Palmi, la Festa della Varia accende il dibattito tra Calabria e Cardone
A pochi giorni dall’atteso confronto di Piazza Primo Maggio, i candidati a sindaco si punzecchiano sui social: al centro della discussione una delibera della giunta sul patrimonio Unesco cittadino
I social sono ormai diventati teatro di “scontro” politico e palcoscenico per fare campagna elettorale. Non è esente dal discorso il cammino verso le comunali a Palmi, in provincia di Reggio Calabria, dove i candidati a sindaco, Giovanni Calabria e Francesco Cardone, sono tornati a battibeccare sul web. Stavolta, nell’enorme pentolone della polemica politica finisce la Festa della Varia, patrimonio Unesco e motivo di vanto e orgoglio per la cittadinanza.
L’accusa di Calabria
Parte tutto da un video pubblicato dall’ex capitano della stazione dei Carabinieri, in cui mostra una delibera della giunta comunale risalente al 29 aprile 2026, che fissa la data della festa al 30 agosto 2026, ovvero l’ultima domenica del mese, come da tradizione. Ecco poi la transizione verso un’intervista rilasciata dal presidente del Consiglio comunale a un podcast locale, qualche giorno prima: «Bisogna essere oculati quando si gestiscono le cose pubbliche: la Fondazione lo è, quindi bisogna avere una copertura certa prima di affrontare quel tipo di esborso», afferma Cardone. Il riferimento è, appunto, alla Fondazione Varia, investita da un periodo di profonda crisi, con le conseguenti dimissioni del febbraio scorso da parte del Cda.

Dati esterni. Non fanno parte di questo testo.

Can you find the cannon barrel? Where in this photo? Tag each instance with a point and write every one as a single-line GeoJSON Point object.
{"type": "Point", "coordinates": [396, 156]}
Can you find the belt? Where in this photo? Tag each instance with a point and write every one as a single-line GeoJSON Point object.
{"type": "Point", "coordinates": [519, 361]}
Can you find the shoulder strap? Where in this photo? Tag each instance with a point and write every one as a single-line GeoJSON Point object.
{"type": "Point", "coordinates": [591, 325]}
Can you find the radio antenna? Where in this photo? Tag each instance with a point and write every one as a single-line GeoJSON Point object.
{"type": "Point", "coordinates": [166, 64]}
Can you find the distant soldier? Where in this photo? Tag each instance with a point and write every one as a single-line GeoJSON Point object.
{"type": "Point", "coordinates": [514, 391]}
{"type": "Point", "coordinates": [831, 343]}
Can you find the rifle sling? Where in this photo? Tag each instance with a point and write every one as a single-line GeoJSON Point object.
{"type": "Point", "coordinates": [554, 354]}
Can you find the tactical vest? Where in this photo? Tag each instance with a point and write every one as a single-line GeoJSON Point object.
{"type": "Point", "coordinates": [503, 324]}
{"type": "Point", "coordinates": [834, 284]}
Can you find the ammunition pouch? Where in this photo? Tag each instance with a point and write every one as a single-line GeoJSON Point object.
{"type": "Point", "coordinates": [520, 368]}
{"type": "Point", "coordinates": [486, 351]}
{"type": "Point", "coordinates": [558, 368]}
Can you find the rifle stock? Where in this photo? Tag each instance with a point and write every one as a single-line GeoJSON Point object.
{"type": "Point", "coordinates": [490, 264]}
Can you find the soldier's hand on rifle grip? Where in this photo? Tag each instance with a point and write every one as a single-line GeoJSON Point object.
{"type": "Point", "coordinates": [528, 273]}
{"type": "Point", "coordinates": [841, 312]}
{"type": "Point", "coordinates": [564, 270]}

«Oggi – prosegue - aspetto di leggere il bilancio per capire, perché voglio avere la contezza della situazione reale, attuale, voglio sapere a quanto ammonta esattamente il debito, perché sono in atto una serie di operazioni che potrebbero portare ad un abbattimento importante dello stesso. Quindi – conclude - prima di sbilanciarmi su quello che accadrà, è giusto che io, se dovessi avere il privilegio di fare il sindaco della città, debba conoscere qual è la situazione in modo poi da potermi determinare».
Il reel di Calabria, poi, torna al presente e si chiude con un aut aut: «Avete visto? – chiede al “pubblico” dei social - il presidente del Consiglio comunale dichiara che una volta sindaco farà la festa soltanto dopo aver conosciuto la situazione debitoria della Fondazione Varia. Poiché l'amministrazione comunale di cui si vanta di far parte, ha già fissato la data della festa al 30 agosto 2026, le cose sono due: o conosce la situazione debitoria della Fondazione e in questo video dice una bugia, o peggio ancora non la conosce davvero e si preparano a organizzare un evento senza sapere se avranno gli strumenti adeguati per poterlo fare. Questo per me è un atteggiamento irresponsabile – conclude -, abbiamo bisogno di chiarimenti perché la responsabilità, al pari della fiducia, è una cosa seria».
La risposta di Cardone
Non ha tardato ad arrivare la risposta alle accuse da parte di Cardone, che risponde a colpi di reel giocando sull’ironia: «Che è successo Giovanni? Ci eravamo lasciati soltanto ieri sera con un abbraccio sincero, parlando di pacificazione». Già, perché poche ore prima della diatriba social, i due candidati si erano confrontati all’interno delle mura del glorioso stadio “Lopresti”, casa della Palmese, altro tema che è stato al centro delle discussioni politiche e che certamente ne farà parte in futuro. «Eppure – aggiunge il presidente del Consiglio comunale - ho visto un video in cui tu ti riferisci alla mia intervista distorcendo completamente la realtà dei fatti. Io non ho mai detto che per fare la festa della Varia avrei atteso di verificare i dati contabili, ma ho parlato semplicemente della Fondazione, che è cosa diversa. In ogni caso – conclude - sarò felicissimo di poterti incontrare venerdì sera in Piazza Primo Maggio, così ci potremo confrontare lealmente davanti alla città su tutti i temi della campagna elettorale. Un abbraccio».
Per saperne di più sulla vicenda, dunque, non resta che attendere le ore 19 del 17 maggio, appuntamento molto atteso in città, nel suo cuore pulsante, dove si scopriranno molte carte e, probabilmente, potrà essere data una “spallata” decisiva all’avversario politico, dall’una e dall’altra parte. Di sicuro, ancor prima del dibattito “in presenza”, che sia esso sul palco di Piazza Primo Maggio o per le strade dei vari quartieri palmesi, sono i social a dimostrarsi vero “campo di battaglia” in questa corsa alle elezioni.